Contra estos, contra el mal verdadero, la valentía y el arrojo de un solo caballero se convierten en imprudencia, en un esfuerzo vano. Quién siente ese quemazón en el pecho, ese ardor guerrero que le instiga a presentar batalla, debe saber que hay más soñadores en todas partes y que se les puede reconocer por la mirada. A algunos aun se les sonrojan los mofletes cuando entran en acción.
Hace unos días, con unos amigos, volví a blandir mi espada en contra de grandes dragones. Todos, sin que los otros lo supieran, aun guardaban sus armas de madera, sus arcos con flechas hechas de varillas de paraguas y las tapas de cacerolas que les servían de escudos. Todo un arsenal al servicio de sus bravos corazones. Como ya no estamos para muchos trotes, el combate, en lugar de ser al galope por los prados, consistió en una relajada merienda, que ponía la guinda a un fantástico día de tertulias. Yo los miraba y solo veía guerreros, gente venida de todas partes y que apenas se conocían y aun así, conectaban con facilidad simbiótica. Éramos un diminuto ejército de hombres y damas guerreras planeando el próximo asalto a la gruta de los monstruos. Cada uno con sus armas, cada uno con lo que le quedaba de fuerzas.
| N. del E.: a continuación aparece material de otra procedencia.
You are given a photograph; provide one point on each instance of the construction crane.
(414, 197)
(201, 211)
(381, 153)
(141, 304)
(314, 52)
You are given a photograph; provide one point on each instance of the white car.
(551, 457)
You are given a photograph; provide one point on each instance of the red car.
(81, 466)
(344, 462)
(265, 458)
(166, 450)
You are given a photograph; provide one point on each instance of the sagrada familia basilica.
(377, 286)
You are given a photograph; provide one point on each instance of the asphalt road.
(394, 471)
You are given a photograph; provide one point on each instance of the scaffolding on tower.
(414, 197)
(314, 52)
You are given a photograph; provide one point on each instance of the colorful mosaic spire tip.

En una esquina del patio, sentadas sobre el césped, dos niñas rubias como princesas jugaban abstraídas de lo que los mayores hacíamos. Estaba en su mundo particular, en su propia aventura donde quien sabe que pruebas debían superar, sin límites para la imaginación. Las miré con la envidia que da la inocencia perdida y también vi a sus dragones.
Mientras, alrededor de la mesa, nosotros afilábamos espadas de madera.